Och, but she looked beautiful today. Her hair was piled up on her head, which only drew my attention to the line of her neck just above the collar of her white, pressed blouse. But it was the skirts that killed me. Today it was a black pencil number with a slit up the back that hugged her hips like a second skin.

My workload may have become physically easier in the last week or two, but keeping my hands to myself was infinitely harder.

“Annabelle, I’m going to take off for lunch, okay?” Lacy asked as her husband walked into the office.

“Sure thing,” Annabelle answered without looking up from her screen.

If the way Lacy looked at her husband as they left was any indication, we didn’t need to see the two of them for at least an hour.

“Is it just me, or do they go earlier and earlier every day?” I glanced at my phone to make sure I wasn’t crazy. It was only eleven.

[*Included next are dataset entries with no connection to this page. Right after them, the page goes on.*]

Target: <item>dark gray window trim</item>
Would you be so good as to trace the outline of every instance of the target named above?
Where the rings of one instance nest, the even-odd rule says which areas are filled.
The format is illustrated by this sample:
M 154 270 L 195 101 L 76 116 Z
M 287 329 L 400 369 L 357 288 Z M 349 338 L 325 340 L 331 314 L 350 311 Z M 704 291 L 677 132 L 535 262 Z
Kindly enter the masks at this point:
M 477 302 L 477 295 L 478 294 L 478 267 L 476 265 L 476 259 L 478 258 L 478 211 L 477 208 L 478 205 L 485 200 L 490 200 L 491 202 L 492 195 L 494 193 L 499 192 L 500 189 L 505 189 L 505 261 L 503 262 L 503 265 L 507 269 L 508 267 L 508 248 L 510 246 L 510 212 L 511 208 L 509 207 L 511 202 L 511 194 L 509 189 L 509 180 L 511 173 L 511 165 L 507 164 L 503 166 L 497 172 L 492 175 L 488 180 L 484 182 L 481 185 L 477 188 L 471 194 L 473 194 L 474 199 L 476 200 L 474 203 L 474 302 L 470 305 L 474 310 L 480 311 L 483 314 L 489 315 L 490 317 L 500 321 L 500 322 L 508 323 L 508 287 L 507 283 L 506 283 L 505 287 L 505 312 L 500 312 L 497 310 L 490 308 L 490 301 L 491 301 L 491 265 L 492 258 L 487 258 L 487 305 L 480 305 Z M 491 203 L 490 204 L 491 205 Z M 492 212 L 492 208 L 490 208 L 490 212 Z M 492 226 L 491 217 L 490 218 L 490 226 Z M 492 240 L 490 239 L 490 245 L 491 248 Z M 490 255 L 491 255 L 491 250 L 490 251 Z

“They’re newlyweds,” she answered with a shrug. “Give them a few more months and the lunches will stop, and the headaches will start.”

“Och, sometimes I forget how jaded you are.” I thumbed through the papers until I found the one I needed.

“Not jaded, just realistic.”

I walked over and sat on the corner of her desk, then waited for her to give me her full attention. She flicked her gaze at me a few times, but finally gave in with a sigh about a minute later and turned in her chair so she could fully face me.

“Is this where you assure me that not all men are the same and promise me sweet, sweet pleasure if you could just talk me out of my clothes?” She arched an eyebrow in clear challenge.

Ahhh, so our conversation in the bar had stuck with her.

“Lass, if I talked you out of your clothes, I wouldn’t need to promise anything. I’d simply show you. Weak men make promises when it comes to sex. Good men let the orgasms speak for themselves.” And I would, over and over again. If I ever got this woman in my bed, she wouldn’t leave it until she was too weak to walk, and then she’d stay for the very same reason. It would be a vicious, delicious, satisfying cycle.